With Roja he jumped into film music full time thereby revolutionizing the business for the better. His film albums have all been chart busters like Hum Se Hai Muqabla, Bombay, Hindustani, Duet, Sapnay etc. In 1997, he came out with his maiden non-film music album Vande Mataram, commemorating 50 years of Indian Independence. The album was a super hit and was acknowledged far and wide. But it was Dil Se, Mani Ratnam's first Hindi movie that hurled Rahman onto the international scene. Dil Se's soundtrack became phenomenally popular worldwide that due to its courtesy it was the first Indian film to enter the UK Top Ten. The legendary musician Sir Andrew Lloyd Weber was more than impressed with Rahman's musical endowments and wished to work with the young whiz kid and thus was born the illustrious musical play Bombay Dreams, supported by the acclaimed director Shekhar Kapoor. Rahman has also composed music for a Chinese film titled Tian Di Xiong (Warrior Of Heaven And Earth), directed by He Peng.
Rahman never did Hindi films quite often but since Subhash Ghai's TAAL, he has concentrated on more and more Bollywood flicks. Off late he has been scoring music for a lot of historical endeavors that includes the Oscar nominated Lagaan and last year's much hyped Mangal Pandey: The Rising. But he has now diverted to other genres.
Rang de Basanti is a youthful movie and the songs are designed to fit the mood of the film and after listening to them one must say that Rahman has done an absolutely terrific job. Rahman had earlier done the music for Rangeela that starred Aamir Khan and Urmila and was directed by Ram Gopal Varma. And then Swades, the soulful rendition of the title song still haunts us and instills that feeling of patriotism. The heartfelt 'Yeh Tara Woh Tara' fetched Udit Narayan a National Award for Best Playback Singer.

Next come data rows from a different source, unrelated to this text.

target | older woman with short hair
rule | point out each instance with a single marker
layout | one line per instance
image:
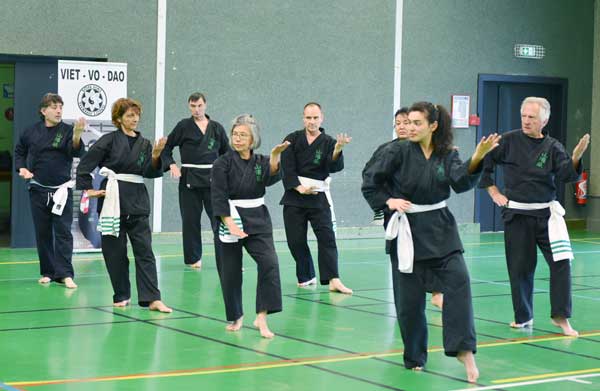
(238, 183)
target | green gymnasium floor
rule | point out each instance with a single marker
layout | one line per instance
(52, 338)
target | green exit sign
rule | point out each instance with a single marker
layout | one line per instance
(529, 51)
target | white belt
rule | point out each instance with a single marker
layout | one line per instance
(109, 222)
(558, 234)
(399, 227)
(60, 197)
(188, 165)
(321, 187)
(224, 235)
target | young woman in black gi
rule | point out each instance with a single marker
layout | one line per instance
(420, 174)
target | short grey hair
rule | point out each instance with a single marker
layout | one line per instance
(250, 122)
(542, 103)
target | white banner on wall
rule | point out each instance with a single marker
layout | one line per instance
(89, 90)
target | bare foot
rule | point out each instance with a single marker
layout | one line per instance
(437, 299)
(197, 265)
(564, 324)
(235, 325)
(69, 283)
(121, 304)
(468, 360)
(335, 285)
(312, 281)
(159, 306)
(523, 325)
(261, 324)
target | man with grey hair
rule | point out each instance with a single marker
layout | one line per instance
(532, 216)
(201, 141)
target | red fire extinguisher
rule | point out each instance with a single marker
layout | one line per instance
(581, 189)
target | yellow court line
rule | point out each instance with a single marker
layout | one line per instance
(545, 376)
(287, 363)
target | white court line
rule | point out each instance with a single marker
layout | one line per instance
(529, 383)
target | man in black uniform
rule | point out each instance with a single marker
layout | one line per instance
(44, 156)
(306, 166)
(532, 161)
(200, 141)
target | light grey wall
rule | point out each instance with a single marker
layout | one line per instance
(269, 57)
(446, 44)
(593, 218)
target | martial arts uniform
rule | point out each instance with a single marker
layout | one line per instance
(196, 149)
(404, 172)
(126, 155)
(531, 167)
(311, 161)
(48, 153)
(235, 179)
(432, 284)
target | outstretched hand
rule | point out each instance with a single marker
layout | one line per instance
(235, 230)
(398, 204)
(487, 144)
(25, 173)
(79, 127)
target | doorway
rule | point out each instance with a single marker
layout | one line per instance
(499, 104)
(7, 88)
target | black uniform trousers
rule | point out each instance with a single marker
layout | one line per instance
(457, 312)
(296, 220)
(268, 286)
(521, 235)
(53, 236)
(114, 250)
(191, 203)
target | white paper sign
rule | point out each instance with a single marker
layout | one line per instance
(89, 89)
(460, 111)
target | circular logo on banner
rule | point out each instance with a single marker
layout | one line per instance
(92, 100)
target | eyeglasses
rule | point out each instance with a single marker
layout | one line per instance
(243, 136)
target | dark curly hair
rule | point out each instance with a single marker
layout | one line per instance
(120, 106)
(442, 138)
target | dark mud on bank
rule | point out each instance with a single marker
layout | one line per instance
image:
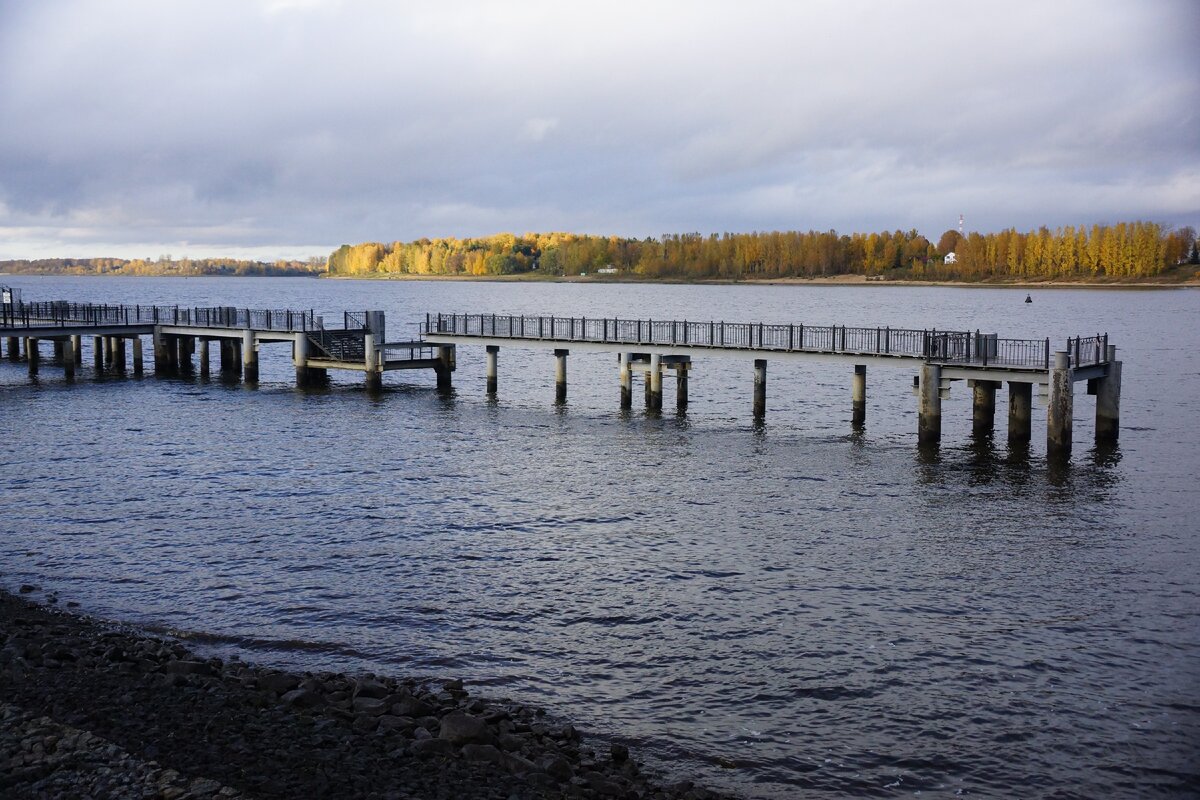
(89, 709)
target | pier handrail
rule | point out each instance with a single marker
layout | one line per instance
(61, 313)
(947, 347)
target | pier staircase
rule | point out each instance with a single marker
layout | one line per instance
(339, 344)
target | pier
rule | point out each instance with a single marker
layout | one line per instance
(187, 340)
(937, 358)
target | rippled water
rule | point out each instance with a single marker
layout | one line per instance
(783, 609)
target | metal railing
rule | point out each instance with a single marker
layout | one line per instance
(947, 347)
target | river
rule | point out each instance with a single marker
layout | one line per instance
(786, 608)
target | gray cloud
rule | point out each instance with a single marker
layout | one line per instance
(298, 125)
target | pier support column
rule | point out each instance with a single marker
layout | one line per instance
(561, 376)
(492, 368)
(69, 358)
(203, 358)
(445, 367)
(627, 383)
(250, 358)
(760, 388)
(929, 405)
(183, 354)
(371, 361)
(983, 408)
(682, 371)
(231, 358)
(655, 382)
(1061, 407)
(1108, 401)
(858, 397)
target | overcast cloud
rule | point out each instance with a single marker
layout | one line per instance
(287, 127)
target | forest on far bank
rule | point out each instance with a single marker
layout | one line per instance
(1123, 251)
(163, 265)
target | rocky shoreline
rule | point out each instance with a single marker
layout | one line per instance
(91, 709)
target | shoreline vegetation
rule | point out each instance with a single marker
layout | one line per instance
(94, 709)
(1122, 254)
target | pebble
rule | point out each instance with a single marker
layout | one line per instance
(91, 711)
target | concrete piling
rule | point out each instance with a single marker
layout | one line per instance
(627, 382)
(983, 407)
(184, 354)
(682, 370)
(654, 380)
(69, 354)
(1108, 401)
(250, 358)
(231, 358)
(929, 404)
(1061, 407)
(492, 367)
(561, 374)
(858, 396)
(299, 359)
(445, 367)
(760, 388)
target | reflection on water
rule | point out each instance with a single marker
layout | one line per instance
(781, 606)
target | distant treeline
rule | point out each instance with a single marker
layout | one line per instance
(162, 265)
(1127, 250)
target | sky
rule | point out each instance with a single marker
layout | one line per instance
(282, 128)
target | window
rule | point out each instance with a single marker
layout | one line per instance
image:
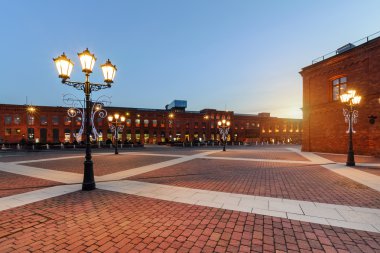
(78, 121)
(43, 120)
(55, 120)
(8, 120)
(67, 121)
(100, 121)
(17, 119)
(339, 87)
(137, 122)
(30, 120)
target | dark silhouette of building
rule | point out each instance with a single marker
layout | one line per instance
(49, 124)
(353, 66)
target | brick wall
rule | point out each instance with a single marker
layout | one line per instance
(323, 121)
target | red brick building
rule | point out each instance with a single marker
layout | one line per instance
(48, 124)
(354, 66)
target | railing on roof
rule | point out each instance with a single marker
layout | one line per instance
(356, 43)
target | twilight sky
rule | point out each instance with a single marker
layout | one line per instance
(242, 55)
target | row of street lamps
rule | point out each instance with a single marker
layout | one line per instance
(65, 66)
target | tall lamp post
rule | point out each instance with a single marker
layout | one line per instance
(116, 124)
(224, 127)
(350, 99)
(65, 66)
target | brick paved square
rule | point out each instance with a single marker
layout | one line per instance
(273, 154)
(103, 164)
(114, 220)
(11, 184)
(101, 221)
(290, 181)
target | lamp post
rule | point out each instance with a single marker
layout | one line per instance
(65, 66)
(350, 99)
(224, 127)
(116, 124)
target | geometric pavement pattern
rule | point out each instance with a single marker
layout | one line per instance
(269, 199)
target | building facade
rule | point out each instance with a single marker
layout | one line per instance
(354, 66)
(48, 124)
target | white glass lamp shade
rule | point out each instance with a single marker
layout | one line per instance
(352, 93)
(87, 60)
(64, 66)
(356, 100)
(109, 71)
(344, 98)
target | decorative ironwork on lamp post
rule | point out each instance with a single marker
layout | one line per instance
(224, 127)
(350, 99)
(77, 110)
(116, 124)
(65, 66)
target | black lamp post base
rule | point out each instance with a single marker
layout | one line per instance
(88, 186)
(350, 158)
(88, 178)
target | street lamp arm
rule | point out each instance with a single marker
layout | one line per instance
(81, 85)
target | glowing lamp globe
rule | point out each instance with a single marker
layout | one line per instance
(87, 60)
(109, 71)
(64, 66)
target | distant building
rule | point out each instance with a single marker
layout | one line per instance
(349, 67)
(49, 124)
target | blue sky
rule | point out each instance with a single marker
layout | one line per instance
(242, 55)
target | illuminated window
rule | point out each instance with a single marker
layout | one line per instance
(137, 123)
(55, 120)
(30, 120)
(17, 119)
(8, 120)
(100, 121)
(339, 86)
(67, 121)
(78, 121)
(43, 120)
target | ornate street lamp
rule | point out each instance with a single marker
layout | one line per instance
(116, 124)
(350, 99)
(65, 66)
(224, 127)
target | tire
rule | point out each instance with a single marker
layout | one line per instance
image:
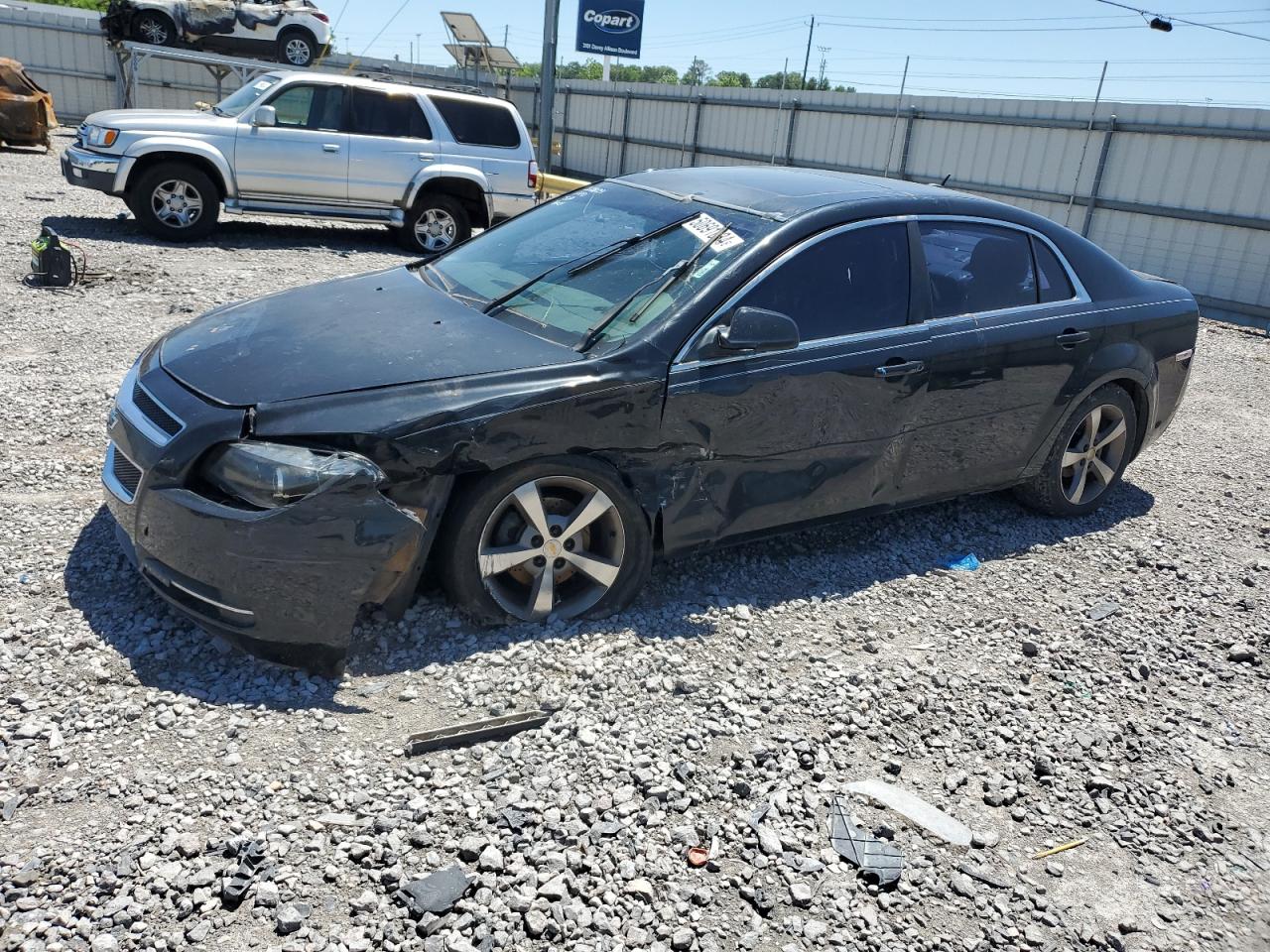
(1087, 479)
(486, 521)
(298, 48)
(154, 28)
(162, 216)
(436, 223)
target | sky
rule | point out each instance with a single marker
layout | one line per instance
(975, 48)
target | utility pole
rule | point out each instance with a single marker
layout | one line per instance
(547, 100)
(807, 60)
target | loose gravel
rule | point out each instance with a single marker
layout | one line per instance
(1102, 680)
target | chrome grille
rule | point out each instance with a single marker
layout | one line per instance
(154, 412)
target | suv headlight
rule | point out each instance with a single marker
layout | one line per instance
(99, 136)
(271, 475)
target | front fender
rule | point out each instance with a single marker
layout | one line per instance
(177, 145)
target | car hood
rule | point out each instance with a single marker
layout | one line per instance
(159, 119)
(358, 333)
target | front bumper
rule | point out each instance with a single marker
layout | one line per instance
(90, 169)
(286, 584)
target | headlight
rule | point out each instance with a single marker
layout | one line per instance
(99, 136)
(271, 475)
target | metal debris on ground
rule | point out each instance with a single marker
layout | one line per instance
(876, 860)
(1062, 848)
(913, 807)
(475, 731)
(435, 892)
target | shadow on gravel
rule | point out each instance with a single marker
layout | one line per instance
(169, 653)
(235, 234)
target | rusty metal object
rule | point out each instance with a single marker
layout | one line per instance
(26, 109)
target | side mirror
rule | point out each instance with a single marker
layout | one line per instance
(757, 329)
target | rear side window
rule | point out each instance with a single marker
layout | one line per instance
(848, 284)
(309, 107)
(1052, 281)
(479, 123)
(975, 268)
(377, 113)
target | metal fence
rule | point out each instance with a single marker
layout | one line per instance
(1176, 190)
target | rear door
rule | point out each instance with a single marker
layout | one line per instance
(305, 155)
(390, 141)
(778, 438)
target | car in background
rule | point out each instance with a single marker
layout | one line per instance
(293, 32)
(649, 366)
(431, 164)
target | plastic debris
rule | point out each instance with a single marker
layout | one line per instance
(435, 892)
(1062, 848)
(876, 860)
(913, 807)
(962, 563)
(475, 731)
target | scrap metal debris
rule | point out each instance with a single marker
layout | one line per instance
(913, 807)
(435, 892)
(876, 860)
(475, 731)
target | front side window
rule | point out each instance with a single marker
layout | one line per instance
(847, 284)
(479, 123)
(645, 249)
(975, 268)
(376, 113)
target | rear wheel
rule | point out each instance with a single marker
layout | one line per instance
(176, 202)
(557, 538)
(1088, 457)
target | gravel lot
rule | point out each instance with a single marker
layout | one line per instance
(136, 754)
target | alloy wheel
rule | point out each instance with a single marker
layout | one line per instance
(436, 230)
(177, 203)
(1093, 454)
(552, 546)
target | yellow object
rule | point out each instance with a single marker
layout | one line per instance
(1061, 848)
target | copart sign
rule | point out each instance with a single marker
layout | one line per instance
(610, 27)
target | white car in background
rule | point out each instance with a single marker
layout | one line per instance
(293, 32)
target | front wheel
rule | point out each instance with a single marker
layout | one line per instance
(436, 223)
(1088, 457)
(556, 538)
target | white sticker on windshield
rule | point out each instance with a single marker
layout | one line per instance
(703, 229)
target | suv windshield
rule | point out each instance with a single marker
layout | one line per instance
(595, 264)
(235, 103)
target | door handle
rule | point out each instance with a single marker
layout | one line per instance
(1071, 336)
(899, 370)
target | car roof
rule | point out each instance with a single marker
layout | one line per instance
(780, 191)
(368, 82)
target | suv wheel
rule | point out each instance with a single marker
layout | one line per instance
(1088, 457)
(157, 28)
(176, 202)
(298, 48)
(436, 223)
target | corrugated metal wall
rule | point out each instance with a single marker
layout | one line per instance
(1176, 190)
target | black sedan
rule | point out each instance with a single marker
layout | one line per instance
(648, 366)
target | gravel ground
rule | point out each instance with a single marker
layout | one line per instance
(1102, 679)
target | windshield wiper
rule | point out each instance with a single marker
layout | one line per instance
(585, 262)
(667, 278)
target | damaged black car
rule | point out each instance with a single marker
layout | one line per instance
(642, 368)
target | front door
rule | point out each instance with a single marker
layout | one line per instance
(305, 155)
(770, 439)
(389, 141)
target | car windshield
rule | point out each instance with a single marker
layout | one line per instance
(597, 264)
(235, 103)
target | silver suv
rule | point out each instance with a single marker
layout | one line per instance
(429, 163)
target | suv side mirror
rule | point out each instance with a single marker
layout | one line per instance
(757, 329)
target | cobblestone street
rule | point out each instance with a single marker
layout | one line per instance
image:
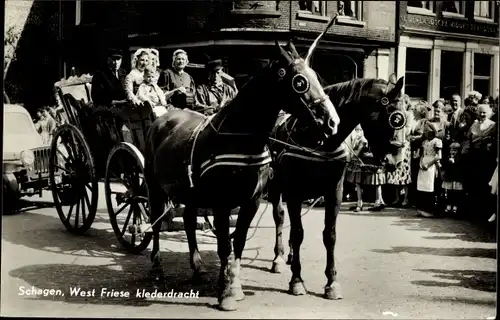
(391, 264)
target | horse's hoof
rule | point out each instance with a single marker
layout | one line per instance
(333, 292)
(278, 265)
(228, 303)
(201, 277)
(237, 293)
(297, 288)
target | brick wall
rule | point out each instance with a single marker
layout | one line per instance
(380, 18)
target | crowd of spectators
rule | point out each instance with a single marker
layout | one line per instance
(450, 160)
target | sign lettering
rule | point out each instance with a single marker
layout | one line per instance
(448, 24)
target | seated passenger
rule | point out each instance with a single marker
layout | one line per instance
(141, 60)
(150, 91)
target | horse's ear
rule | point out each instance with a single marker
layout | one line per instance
(293, 50)
(283, 53)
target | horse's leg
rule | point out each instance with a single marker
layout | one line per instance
(290, 253)
(157, 203)
(296, 236)
(332, 207)
(221, 224)
(190, 216)
(279, 220)
(245, 217)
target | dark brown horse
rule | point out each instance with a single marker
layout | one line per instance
(305, 169)
(223, 162)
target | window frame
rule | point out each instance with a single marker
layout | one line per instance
(491, 9)
(480, 77)
(358, 10)
(460, 15)
(427, 72)
(323, 9)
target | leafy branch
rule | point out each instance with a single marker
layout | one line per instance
(11, 38)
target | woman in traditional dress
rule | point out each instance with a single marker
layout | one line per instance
(431, 155)
(481, 153)
(142, 58)
(400, 178)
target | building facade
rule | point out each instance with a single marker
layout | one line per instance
(242, 33)
(448, 47)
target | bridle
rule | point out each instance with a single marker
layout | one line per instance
(300, 85)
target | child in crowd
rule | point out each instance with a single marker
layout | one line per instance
(452, 181)
(150, 91)
(355, 142)
(494, 189)
(45, 125)
(431, 155)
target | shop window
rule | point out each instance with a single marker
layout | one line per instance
(453, 9)
(352, 9)
(422, 7)
(417, 73)
(313, 7)
(483, 10)
(451, 73)
(482, 73)
(265, 8)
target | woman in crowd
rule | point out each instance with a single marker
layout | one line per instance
(400, 178)
(451, 175)
(421, 111)
(45, 125)
(356, 142)
(494, 191)
(429, 160)
(481, 153)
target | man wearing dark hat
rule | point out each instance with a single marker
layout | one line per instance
(214, 95)
(178, 85)
(109, 82)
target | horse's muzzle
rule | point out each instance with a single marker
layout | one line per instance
(332, 119)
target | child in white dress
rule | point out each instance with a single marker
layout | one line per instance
(431, 155)
(494, 189)
(150, 91)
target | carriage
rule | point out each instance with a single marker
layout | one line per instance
(89, 148)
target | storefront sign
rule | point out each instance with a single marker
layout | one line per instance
(450, 25)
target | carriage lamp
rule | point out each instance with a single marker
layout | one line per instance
(27, 158)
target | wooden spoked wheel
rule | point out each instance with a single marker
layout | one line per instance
(73, 179)
(127, 197)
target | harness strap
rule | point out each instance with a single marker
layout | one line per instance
(239, 160)
(196, 133)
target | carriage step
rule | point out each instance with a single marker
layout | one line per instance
(177, 224)
(178, 212)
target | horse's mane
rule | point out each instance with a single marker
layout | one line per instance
(349, 91)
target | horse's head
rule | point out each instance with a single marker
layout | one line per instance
(386, 116)
(299, 85)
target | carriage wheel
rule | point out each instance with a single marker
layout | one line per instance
(127, 197)
(72, 176)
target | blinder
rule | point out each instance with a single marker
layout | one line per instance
(397, 120)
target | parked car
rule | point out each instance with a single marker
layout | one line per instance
(25, 157)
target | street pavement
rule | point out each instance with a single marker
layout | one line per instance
(391, 264)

AR Rahman today stands tall and is undoubtedly a cut above the rest. The entertainment industry has got highest of regards for this musical prodigy who has single handedly changed the course of Indian film music. His music is listened throughout the length and breadth of this nation even though most of his work is in his native language Tamil. He has been conferred upon every conceivable award on the list including the coveted RD Burman Film Fare Award for musical excellence and also the Tamil Nadu State Award. Rahman is known to be a committed and a thoroughly hard working professional. He is man of few words who lets his work do all the talking. After all the enviable success to his credit he still remains an utterly modest and down-to-earth human being who is most of the time shy and reclusive. But that's how it is; that's what legends are made of.